Контора по трудоустройству, про которую рассказывал молодой человек из поезда, оказалась голубой будкой в самом конце причала. Около дюжины мужчин, и черных, и белых, стояли, прислонясь к кучам щебня и ящикам, плевались табаком, курили сигары и таращились на приближавшихся незнакомцев. В будке под стулом разлегся пес в железном ошейнике. Человек с заплывшим синим носом назвал себя Граспо – Грэйспток; он говорил на понятном языке, но держался недоверчиво и высокомерно: потребовал предъявить документы, спросил, как их зовут, из какого они поселка, имена родителей, имена родственников жены, кого они здесь знают и почему приехали именно сюда. Мастер показал карту, рассказал о молодом человеке из поезда, который дал им адрес меблированных квартир, затем описал покосившееся пепелище, сказал, что не знает никого и хочет работать на баржах или в доке.
– Как звали человека из поезда?
Но мастер, конечно, не знал. Постепенно Граспо смягчился, хотя тон его остался таким же надменным и снисходительным.
– Все не так просто, как вы думаете, contadino [8], здесь включается слишком много факторов, слишком много натянутых отношений. Иногда возникают проблемы, времена сейчас трудные. Сицилийцы страдают больше других.
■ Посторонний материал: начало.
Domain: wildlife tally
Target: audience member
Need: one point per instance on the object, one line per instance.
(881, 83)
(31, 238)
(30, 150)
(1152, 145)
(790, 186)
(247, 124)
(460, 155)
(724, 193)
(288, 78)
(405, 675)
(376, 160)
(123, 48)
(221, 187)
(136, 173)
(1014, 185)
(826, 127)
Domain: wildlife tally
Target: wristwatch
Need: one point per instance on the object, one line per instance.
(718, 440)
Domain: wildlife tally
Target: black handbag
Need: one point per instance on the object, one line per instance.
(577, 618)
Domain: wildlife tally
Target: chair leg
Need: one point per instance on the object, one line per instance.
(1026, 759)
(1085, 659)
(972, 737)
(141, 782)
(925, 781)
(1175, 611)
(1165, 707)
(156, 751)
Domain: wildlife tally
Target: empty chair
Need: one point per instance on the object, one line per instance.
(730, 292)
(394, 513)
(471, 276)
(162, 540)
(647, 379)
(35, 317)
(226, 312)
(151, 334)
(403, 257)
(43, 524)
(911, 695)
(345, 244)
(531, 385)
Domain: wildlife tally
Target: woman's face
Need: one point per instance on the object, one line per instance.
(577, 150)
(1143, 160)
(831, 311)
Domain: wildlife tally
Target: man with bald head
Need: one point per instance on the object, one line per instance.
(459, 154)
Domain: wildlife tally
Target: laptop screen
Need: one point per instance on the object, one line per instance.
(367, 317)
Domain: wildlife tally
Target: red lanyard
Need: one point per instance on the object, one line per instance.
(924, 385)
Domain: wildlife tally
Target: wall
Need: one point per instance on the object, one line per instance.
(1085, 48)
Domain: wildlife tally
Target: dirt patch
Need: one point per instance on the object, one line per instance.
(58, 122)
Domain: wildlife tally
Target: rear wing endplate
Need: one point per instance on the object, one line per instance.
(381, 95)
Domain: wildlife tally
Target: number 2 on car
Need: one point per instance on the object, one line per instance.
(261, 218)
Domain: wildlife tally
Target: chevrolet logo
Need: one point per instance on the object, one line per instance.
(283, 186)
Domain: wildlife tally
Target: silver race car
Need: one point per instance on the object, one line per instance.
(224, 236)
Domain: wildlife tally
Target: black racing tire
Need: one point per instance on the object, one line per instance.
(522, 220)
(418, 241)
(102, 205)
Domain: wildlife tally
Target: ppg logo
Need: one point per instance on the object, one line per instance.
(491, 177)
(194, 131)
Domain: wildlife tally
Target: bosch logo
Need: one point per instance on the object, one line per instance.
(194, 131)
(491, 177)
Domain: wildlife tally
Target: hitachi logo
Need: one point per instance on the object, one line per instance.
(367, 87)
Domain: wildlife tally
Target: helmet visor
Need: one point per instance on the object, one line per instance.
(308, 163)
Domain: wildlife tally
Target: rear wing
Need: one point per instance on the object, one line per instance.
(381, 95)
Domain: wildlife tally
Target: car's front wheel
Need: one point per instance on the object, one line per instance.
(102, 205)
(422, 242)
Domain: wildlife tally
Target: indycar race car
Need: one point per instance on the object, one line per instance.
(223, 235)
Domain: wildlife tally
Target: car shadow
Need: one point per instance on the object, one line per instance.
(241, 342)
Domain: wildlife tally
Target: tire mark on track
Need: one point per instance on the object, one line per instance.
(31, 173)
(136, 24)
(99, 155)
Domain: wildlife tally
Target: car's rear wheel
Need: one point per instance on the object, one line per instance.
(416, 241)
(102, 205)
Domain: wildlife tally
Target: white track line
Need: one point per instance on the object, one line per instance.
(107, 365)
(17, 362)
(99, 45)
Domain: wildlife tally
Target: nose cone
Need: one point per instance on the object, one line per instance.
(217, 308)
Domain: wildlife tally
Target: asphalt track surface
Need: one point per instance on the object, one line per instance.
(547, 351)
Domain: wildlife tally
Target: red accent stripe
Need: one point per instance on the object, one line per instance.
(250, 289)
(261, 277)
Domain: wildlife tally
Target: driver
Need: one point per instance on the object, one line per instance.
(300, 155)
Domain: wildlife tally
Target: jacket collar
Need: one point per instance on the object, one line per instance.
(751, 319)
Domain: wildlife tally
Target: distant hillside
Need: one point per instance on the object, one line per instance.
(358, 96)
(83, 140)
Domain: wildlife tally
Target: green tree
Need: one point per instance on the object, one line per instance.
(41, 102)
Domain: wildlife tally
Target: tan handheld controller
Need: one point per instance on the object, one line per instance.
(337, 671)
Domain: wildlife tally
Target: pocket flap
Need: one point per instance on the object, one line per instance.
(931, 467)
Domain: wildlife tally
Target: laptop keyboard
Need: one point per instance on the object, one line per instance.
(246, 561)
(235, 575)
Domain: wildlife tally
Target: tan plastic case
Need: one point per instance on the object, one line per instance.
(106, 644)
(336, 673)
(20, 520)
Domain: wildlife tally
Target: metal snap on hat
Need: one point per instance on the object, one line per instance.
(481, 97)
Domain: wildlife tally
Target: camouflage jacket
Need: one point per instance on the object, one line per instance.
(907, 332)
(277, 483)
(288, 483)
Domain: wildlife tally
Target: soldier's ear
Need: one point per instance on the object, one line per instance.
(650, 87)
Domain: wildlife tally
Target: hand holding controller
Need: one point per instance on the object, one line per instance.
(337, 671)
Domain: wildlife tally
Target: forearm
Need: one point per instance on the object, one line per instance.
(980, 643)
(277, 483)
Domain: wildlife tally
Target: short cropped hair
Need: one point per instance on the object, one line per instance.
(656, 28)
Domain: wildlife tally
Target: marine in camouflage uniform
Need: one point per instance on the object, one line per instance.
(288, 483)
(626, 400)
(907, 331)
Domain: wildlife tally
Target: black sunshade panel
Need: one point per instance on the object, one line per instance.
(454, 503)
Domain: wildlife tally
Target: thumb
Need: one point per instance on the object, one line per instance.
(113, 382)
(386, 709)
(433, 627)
Мы должны приглядываться друг к другу. Но я дам вам адрес ночлежного дома в Маленьком Палермо, Мираж-стрит, номер четыре, там дешево и близко до работы. Возможно, я найду на фруктовых баржах что-нибудь для вас и для мальчика. Вы сами увидите, что лучшие места достаются черным и ирландцам, они служат штивщиками. Скромные итальянцы – сицилийцев здесь тоже считают итальянцами, вам это придется проглотить – работают грузчиками. – Он прокашлялся и сплюнул. – Это будет стоить три доллара за вас и два за мальчика, адрес ночлежки я вам даю бесплатно. Да, вы платите мне. Я ваш bosso. Такие в Америке правила, Signor’ Emigrante Siciliano. Вы платите за то, чтобы получать плату. Вы не знаете ничего, никого и платите за образование. Я продаю вам образование за весьма умеренную сумму.
У него был выбор? Нет, нет. Он заплатил – повернувшись спиной к Граспо, хотя тот все равно подглядывал, достал из промокшей от пота овчины непривычные на вид монеты. Граспо сказал, чтобы мастер шел сейчас в ночлежку, договаривался с хозяином, а завтра приходил за разнарядкой – если повезет, будет работа. Мастер кивал, кивал, кивал и улыбался.
– В ночлежке спросят, есть ли у вас работа и какая. Покажете им эту бумагу, скажете, что работаете на Сеньора Банана. Ах-ха.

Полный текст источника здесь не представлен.